Some of these drugs carry low risk on their own but can tip the balance in someone who already has underlying metabolic dysfunction. Others, particularly the older antiretroviral drugs, can cause fatty liver even in otherwise healthy individuals and may progress to inflammation and scarring.

Why Some People Progress and Others Don’t

Most people with fatty liver never develop serious liver damage. Simple fat accumulation, while not ideal, is relatively stable. The danger comes when inflammation sets in, a stage now called metabolic dysfunction-associated steatohepatitis (MASH, formerly NASH). From there, repeated cycles of inflammation can lead to scarring (fibrosis) and eventually cirrhosis.

What determines who progresses?
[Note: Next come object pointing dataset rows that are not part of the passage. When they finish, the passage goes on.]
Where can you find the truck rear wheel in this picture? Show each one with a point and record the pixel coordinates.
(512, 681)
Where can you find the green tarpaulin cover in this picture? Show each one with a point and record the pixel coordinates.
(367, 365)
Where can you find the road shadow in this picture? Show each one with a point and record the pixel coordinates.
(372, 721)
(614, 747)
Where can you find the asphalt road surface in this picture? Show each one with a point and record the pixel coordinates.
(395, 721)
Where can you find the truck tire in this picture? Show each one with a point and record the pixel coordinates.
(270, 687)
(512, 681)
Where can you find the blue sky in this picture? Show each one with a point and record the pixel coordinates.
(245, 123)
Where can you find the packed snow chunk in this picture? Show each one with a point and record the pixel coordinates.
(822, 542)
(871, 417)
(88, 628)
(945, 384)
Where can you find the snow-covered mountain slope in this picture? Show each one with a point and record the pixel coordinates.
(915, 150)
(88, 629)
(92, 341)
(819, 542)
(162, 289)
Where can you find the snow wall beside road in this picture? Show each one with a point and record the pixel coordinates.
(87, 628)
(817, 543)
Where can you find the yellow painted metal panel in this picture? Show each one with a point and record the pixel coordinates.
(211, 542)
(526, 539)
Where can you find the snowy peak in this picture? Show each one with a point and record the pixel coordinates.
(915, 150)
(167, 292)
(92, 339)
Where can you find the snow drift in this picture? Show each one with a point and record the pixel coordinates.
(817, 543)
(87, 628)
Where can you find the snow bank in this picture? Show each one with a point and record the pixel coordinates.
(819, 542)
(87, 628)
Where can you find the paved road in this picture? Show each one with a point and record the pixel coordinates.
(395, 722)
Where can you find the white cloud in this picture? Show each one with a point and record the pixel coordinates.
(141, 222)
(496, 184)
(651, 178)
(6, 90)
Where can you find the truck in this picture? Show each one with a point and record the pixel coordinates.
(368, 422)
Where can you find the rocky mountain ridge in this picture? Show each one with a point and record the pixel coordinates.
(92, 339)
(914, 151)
It’s typically a combination of the factors described above stacking on top of each other. Someone with genetic susceptibility who also has insulin resistance, a high-sugar diet, disrupted gut bacteria, and an underactive thyroid faces a much steeper risk than someone with just one of those factors. The liver can handle a certain amount of fat, but when multiple pathways are simultaneously pushing fat in and blocking fat from leaving, the tipping point arrives faster. This is why fatty liver is increasingly understood not as a single disease with a single cause, but as a condition where several metabolic failures converge on one organ.